Do As I Say, Not As I Do

Our "education president" was out on the campaign again today promising to save American public education by taking it private through a new voucher program. But my disagreement with the president (and his lapdog Congress) is not with the concept of school vouchers but with this particular proposal. In the plan, the federal government will provide $15 million in vouchers for kids in the District of Columbia to apply to private school tuition.

Politicians, especially of the Republican variety, are forever telling us that they want to reduce the size of government, return all manner of things to local control and get the feds out of our lives.

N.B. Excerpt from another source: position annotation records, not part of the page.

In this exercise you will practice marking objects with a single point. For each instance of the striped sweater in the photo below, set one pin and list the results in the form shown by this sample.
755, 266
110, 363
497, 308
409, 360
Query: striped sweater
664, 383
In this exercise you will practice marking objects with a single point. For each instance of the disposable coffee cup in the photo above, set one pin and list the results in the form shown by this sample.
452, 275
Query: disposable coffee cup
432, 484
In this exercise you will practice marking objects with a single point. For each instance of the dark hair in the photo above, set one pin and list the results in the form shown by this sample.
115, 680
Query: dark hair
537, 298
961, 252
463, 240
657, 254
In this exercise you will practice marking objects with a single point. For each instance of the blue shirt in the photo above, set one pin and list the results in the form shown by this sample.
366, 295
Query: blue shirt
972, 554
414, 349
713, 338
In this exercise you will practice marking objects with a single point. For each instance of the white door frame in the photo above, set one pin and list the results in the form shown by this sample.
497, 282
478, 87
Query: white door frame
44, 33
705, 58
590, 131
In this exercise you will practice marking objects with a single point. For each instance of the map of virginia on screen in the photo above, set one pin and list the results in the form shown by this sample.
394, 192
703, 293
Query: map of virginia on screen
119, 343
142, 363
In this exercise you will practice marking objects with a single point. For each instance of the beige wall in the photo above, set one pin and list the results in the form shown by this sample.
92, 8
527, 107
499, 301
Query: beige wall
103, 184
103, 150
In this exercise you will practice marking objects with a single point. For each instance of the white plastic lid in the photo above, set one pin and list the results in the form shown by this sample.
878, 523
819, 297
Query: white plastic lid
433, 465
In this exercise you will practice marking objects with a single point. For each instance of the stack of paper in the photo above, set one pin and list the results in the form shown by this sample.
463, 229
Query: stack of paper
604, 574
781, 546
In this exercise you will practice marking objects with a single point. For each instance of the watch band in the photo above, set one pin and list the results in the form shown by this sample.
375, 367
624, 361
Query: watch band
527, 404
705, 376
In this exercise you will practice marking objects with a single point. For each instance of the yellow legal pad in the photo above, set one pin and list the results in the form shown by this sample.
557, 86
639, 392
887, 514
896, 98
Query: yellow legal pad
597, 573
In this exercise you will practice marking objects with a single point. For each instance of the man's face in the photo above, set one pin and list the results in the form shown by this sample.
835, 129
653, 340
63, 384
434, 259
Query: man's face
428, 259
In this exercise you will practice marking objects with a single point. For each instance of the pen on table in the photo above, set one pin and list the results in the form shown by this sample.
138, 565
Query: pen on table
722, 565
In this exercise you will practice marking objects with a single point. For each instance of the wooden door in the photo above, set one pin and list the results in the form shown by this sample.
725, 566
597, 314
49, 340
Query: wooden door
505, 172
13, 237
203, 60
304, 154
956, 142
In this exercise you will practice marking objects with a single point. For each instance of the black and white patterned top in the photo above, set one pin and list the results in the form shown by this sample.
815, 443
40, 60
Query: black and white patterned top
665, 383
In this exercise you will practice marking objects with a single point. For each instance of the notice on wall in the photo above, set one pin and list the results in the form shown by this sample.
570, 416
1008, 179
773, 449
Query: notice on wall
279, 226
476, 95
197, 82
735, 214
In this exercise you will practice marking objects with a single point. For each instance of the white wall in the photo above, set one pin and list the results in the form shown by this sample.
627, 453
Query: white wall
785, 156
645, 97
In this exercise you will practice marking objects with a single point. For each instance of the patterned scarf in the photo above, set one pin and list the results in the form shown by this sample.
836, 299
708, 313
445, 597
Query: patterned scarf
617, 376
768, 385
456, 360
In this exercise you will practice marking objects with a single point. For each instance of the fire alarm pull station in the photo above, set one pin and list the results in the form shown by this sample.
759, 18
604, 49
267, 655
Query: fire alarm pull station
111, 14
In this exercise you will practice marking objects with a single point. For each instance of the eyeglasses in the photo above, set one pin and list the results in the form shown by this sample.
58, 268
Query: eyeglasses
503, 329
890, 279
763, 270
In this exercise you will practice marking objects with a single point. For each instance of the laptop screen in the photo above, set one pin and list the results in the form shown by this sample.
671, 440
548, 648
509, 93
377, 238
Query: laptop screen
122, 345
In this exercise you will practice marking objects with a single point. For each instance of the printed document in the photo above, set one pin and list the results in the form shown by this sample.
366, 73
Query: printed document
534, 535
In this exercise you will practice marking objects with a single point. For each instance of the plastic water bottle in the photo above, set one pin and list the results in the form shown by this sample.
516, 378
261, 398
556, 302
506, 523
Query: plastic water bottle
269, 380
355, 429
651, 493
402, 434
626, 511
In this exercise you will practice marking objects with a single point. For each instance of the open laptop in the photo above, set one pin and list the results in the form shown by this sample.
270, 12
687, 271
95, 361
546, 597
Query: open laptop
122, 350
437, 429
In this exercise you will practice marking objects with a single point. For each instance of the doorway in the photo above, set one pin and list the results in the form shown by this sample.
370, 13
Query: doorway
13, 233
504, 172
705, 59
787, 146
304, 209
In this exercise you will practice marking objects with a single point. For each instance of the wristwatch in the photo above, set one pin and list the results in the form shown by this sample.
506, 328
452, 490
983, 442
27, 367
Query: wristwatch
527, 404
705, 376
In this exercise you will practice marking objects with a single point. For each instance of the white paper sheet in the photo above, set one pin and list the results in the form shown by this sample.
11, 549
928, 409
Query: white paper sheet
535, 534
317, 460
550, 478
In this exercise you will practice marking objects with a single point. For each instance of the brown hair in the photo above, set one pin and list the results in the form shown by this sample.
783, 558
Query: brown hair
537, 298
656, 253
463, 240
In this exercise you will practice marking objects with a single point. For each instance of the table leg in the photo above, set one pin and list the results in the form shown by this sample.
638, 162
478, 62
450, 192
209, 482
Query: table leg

Which is baloney, of course, especially when it comes to DC. The members of Congress are constantly telling the District (and the other local governments surrounding DC) how to run everything from ambulances to snow removal to schools.

I’m not about to tell you that DC does a good job of running things, but if Congress was trying to do the same thing in Chicago, St. Louis or any other city, the local representatives would scream bloody murder and bring the interference to a halt. The people of the District of Columbia, of course, don’t have any representatives in Congress and, since they didn’t vote for Bush, none in the White House either. So, they get political campaign fodder like this dropped on them.

The other part of this voucher plan that bothers me is that students can only take the money ("as much as $7500 per student") to private schools (although the campaign commercial was filmed at a charter school). With few exceptions, that will cover 1/4 to 1/2 of the tuition at a private school in the District. And most of the families who will get the vouchers, probably will have a lot of problems covering the rest.

Oh, by the way – please tell me how any of this is going to improve the public schools in DC. Don’t give me that competition crap since the large number of charter schools, which were supposed to improve schools through competition aren’t doing the job.